第5話 コミ
「おはようございます!」
調理場での挨拶は昼でも夜でも、これから始まる。
「おう祐司か!待ってたぞ!
これに着替えろ!
靴はそれ。サイズは言ってたサイズにしたから多分大丈夫だ。
服の着方がわからなかったら聞いてくれな!」
と言って、ムッシュは新品の真っ白なコックコートを渡してくれた。
「シェフ!これで自分もシェフの仲間入りっすね!感慨深いっす!」
祐司はテレビドラマで見ていたコックコートを見て、テンション上がりまくりだ。
「祐司、それを着たからってシェフではないんだぞ?
シェフはあくまでもポジションだ。
課長、部長、社長の様に
レストランも様々なポジションがある。
その中でお前の場合はまだ
"コミ"見習いってことだ。」
祐司はコックコートの嬉しさで話半分しか聞いていない。
「了解っす!
あれっすね、まだレベル1みたいなもんっすから。シェフ!レベル上げ頼みましたぜ!」
ムッシュは呆れながら頷き、一階へと降りて行った。
着替え終わった祐司は、鏡の前でポーズ
をとったり、自撮りをして、息満々に階段を降りていくのであった。
それはそうと毎回、祐司は悠花さんと同じシフトである。なぜかと言うとシフト提出の際に、先に出ていた悠花さんのシフトを真似たからである。
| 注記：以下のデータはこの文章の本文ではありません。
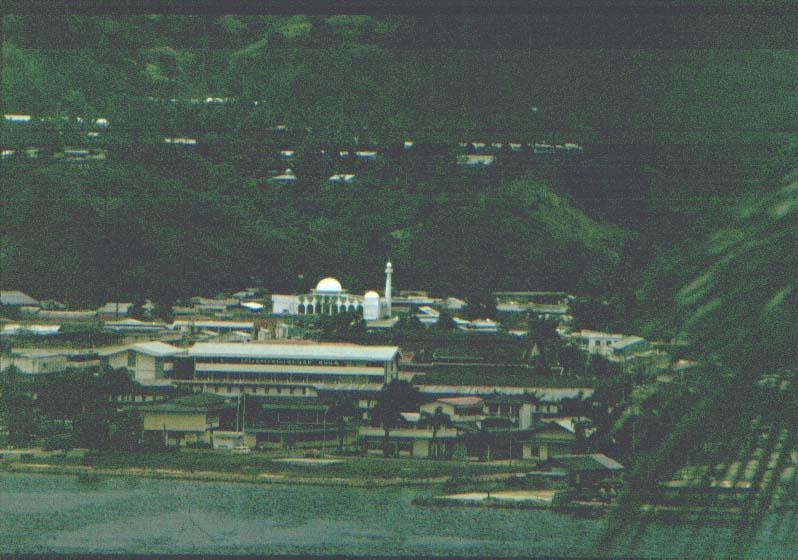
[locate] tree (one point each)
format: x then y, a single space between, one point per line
480 304
342 407
437 421
445 321
543 334
743 309
396 397
16 409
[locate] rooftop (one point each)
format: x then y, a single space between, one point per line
158 349
15 297
587 462
299 351
461 401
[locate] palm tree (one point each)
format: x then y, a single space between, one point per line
396 397
343 407
437 421
741 314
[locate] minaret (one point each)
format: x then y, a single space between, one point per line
388 273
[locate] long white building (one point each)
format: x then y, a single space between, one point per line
288 369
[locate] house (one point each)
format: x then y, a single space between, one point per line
550 439
284 422
213 305
427 315
596 342
34 362
629 346
114 310
286 176
183 420
476 160
342 178
217 327
409 441
590 470
477 325
134 326
59 315
495 439
288 369
27 329
181 141
147 361
15 298
520 409
458 409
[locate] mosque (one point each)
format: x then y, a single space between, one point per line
330 298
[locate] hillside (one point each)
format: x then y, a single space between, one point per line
674 139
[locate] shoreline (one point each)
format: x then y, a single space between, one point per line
217 476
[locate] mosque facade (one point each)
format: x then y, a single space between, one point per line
330 298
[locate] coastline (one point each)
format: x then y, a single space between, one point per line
217 476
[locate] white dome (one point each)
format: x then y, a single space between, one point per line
329 285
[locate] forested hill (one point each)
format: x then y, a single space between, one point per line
673 139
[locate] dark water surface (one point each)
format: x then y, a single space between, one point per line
61 514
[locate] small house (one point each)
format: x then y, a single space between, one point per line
182 420
458 409
588 470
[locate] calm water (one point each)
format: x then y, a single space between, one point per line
61 514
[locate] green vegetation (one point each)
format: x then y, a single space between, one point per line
255 463
164 223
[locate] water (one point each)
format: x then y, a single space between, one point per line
61 514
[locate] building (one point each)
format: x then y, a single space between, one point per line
183 420
286 176
409 441
329 298
214 327
291 423
546 305
288 370
147 361
630 346
517 408
596 342
131 325
35 362
587 471
550 439
477 325
15 298
12 329
458 409
114 310
476 160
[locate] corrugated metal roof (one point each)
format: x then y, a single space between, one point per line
461 401
546 394
588 462
288 351
158 349
15 297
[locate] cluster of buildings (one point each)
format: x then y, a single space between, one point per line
228 371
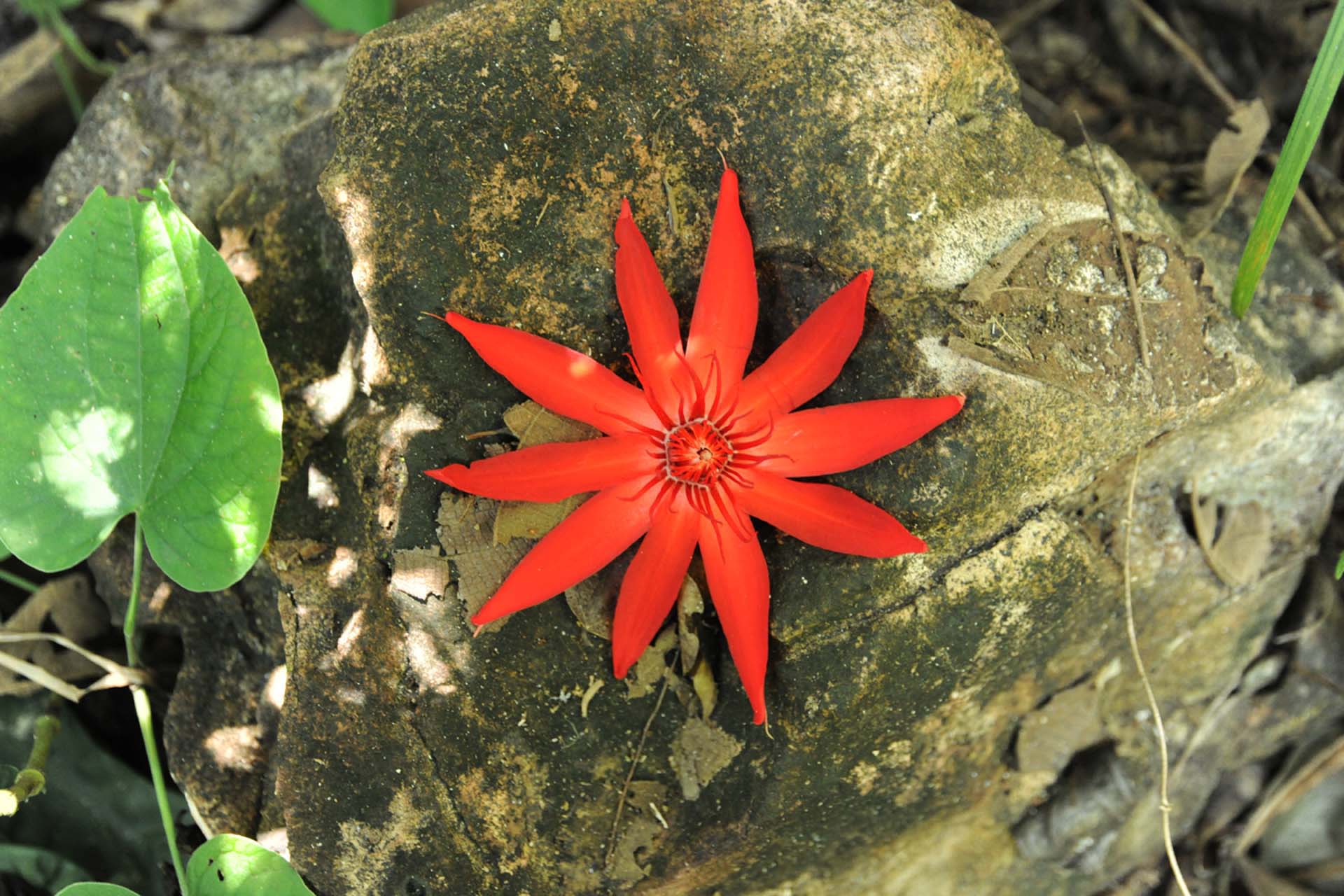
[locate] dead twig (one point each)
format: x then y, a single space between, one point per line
1016 22
1186 52
1323 764
1164 802
1225 96
629 777
1120 241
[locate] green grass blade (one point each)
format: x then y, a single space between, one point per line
353 15
1301 137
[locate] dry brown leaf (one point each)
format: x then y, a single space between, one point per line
640 832
701 751
690 608
534 425
421 573
531 519
1230 153
1261 881
651 666
36 662
593 599
1068 724
465 526
706 688
1237 550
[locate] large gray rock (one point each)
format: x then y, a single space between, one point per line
482 155
961 722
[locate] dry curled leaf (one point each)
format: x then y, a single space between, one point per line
421 573
39 663
1236 546
640 832
534 425
465 526
651 666
701 751
1230 153
690 609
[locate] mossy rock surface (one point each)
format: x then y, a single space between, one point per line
960 722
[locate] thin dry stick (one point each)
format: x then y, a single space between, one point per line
1228 101
1164 805
1120 241
1186 52
1014 24
635 763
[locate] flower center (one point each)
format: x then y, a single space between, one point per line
696 453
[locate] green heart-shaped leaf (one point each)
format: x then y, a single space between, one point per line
233 865
134 381
96 890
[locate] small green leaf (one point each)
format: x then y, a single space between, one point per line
96 890
39 7
353 15
134 381
227 864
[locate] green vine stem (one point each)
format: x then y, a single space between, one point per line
33 780
147 723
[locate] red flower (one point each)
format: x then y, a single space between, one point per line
689 460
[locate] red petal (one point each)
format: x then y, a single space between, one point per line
827 517
724 317
812 358
841 437
650 314
584 543
552 472
739 586
652 583
558 378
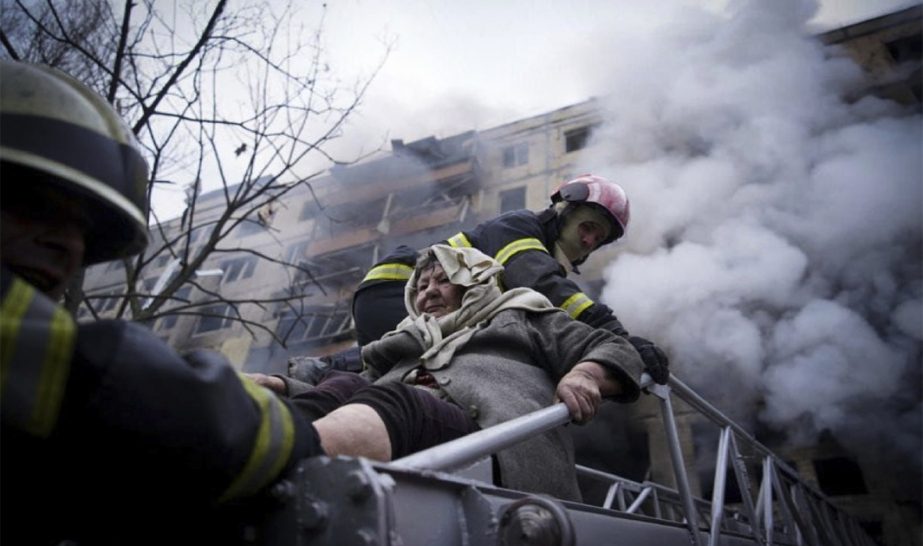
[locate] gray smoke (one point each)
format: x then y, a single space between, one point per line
775 244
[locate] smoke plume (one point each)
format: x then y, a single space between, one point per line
777 227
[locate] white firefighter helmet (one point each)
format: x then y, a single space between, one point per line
59 132
607 196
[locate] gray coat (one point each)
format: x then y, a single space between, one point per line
510 368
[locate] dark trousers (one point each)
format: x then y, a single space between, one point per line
414 418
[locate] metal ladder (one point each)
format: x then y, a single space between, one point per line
444 496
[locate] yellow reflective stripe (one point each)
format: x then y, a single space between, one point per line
459 241
272 446
389 272
54 372
517 246
37 340
11 312
576 304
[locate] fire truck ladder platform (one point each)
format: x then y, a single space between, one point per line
444 497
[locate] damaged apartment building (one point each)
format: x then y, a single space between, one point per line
427 190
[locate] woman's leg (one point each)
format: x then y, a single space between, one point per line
333 389
390 421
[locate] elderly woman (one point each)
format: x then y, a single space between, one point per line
468 356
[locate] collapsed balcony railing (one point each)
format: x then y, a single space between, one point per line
786 509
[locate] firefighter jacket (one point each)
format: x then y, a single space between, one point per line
522 241
105 426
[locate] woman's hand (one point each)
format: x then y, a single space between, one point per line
580 390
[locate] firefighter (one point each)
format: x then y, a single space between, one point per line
536 250
108 434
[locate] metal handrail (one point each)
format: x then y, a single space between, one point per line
807 515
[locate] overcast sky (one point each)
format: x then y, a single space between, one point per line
457 66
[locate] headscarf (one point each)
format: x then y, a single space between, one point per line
483 299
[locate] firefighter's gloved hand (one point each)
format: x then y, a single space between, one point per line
656 363
307 369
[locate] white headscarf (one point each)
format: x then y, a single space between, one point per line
482 300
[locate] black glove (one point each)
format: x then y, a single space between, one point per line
656 363
307 369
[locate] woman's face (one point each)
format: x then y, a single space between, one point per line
435 294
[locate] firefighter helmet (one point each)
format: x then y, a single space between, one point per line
600 193
63 133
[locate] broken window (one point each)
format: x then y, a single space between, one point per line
296 252
317 323
249 227
515 155
514 199
339 268
180 297
214 317
840 476
908 48
576 139
238 268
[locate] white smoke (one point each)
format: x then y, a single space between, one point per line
777 229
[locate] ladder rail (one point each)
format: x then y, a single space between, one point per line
787 509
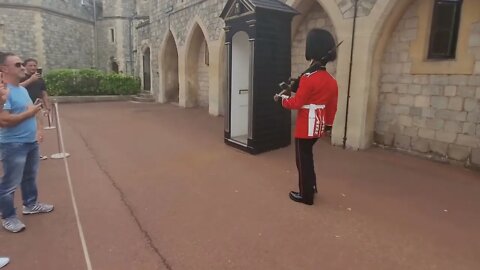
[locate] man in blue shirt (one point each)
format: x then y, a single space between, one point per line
19 152
3 98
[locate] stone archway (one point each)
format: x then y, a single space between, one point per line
197 77
169 69
147 77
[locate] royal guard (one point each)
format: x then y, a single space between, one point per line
316 101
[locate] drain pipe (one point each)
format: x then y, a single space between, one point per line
350 73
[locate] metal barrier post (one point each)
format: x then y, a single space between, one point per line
61 152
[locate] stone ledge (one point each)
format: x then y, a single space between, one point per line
85 99
472 162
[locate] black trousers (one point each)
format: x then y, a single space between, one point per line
307 180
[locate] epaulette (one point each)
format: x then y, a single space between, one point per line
308 74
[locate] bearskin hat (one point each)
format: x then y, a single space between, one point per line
320 46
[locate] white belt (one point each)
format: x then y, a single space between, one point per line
313 121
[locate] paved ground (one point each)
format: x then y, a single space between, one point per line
157 189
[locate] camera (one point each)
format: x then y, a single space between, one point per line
283 86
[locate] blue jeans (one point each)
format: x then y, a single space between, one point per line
20 167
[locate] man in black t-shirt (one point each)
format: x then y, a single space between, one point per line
35 86
34 83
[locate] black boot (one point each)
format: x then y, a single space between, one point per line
295 196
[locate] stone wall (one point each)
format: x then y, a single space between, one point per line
202 72
430 114
57 33
18 32
67 43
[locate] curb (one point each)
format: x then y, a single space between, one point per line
86 99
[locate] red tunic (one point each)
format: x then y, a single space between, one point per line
316 88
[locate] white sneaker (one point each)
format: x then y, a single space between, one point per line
37 208
4 261
13 224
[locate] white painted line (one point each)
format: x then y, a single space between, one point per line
74 202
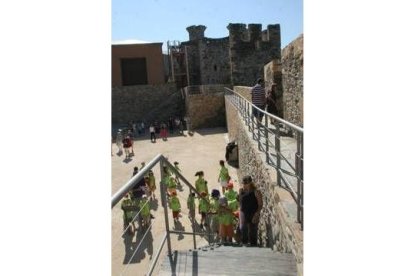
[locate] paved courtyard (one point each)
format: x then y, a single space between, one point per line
201 151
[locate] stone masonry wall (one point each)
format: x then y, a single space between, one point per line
214 61
146 102
244 91
205 106
273 75
276 229
292 75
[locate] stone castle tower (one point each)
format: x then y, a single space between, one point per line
237 59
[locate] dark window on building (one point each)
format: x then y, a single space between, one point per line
134 71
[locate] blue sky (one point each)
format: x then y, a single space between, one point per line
163 20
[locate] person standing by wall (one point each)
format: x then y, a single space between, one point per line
224 176
152 132
258 99
251 204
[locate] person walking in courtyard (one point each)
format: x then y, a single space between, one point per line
250 206
203 206
119 139
191 205
152 133
232 197
259 100
127 144
135 171
201 183
224 176
225 218
177 179
152 186
175 206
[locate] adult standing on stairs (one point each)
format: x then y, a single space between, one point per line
251 204
258 99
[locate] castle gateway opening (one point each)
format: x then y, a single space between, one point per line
134 71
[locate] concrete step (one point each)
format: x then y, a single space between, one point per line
229 260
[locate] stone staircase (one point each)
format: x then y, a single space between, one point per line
229 260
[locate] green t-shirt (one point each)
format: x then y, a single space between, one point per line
152 181
175 203
214 205
225 216
231 195
145 208
201 185
224 174
203 205
191 203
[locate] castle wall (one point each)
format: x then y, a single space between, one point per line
248 58
146 102
205 106
237 59
273 75
214 61
292 72
277 228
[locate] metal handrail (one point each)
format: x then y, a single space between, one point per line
244 107
116 198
まさにストーカー行為。
だが、それも最初の月だけの裏技行為。
次の月からは運頼みである。
そのシフト提出まであと6日。
なので祐司は焦っていた。
シフトを聞くと疑われる可能性もある。
なので、連絡先でもと彼は考えていた。
この白い新品の服を着た彼は、いつもより
何でもできる感が高くなっていて
無敵の装備をしたかのような心持ちになっているのであった。
「おはようございます!悠花さん!」
悠花さんはこっちを向いて
「あっ!おはよう!似合ってるね!
カッコいい!今日からシェフのお手伝い頑張ってね!」
祐司のやる気は200%になっていた。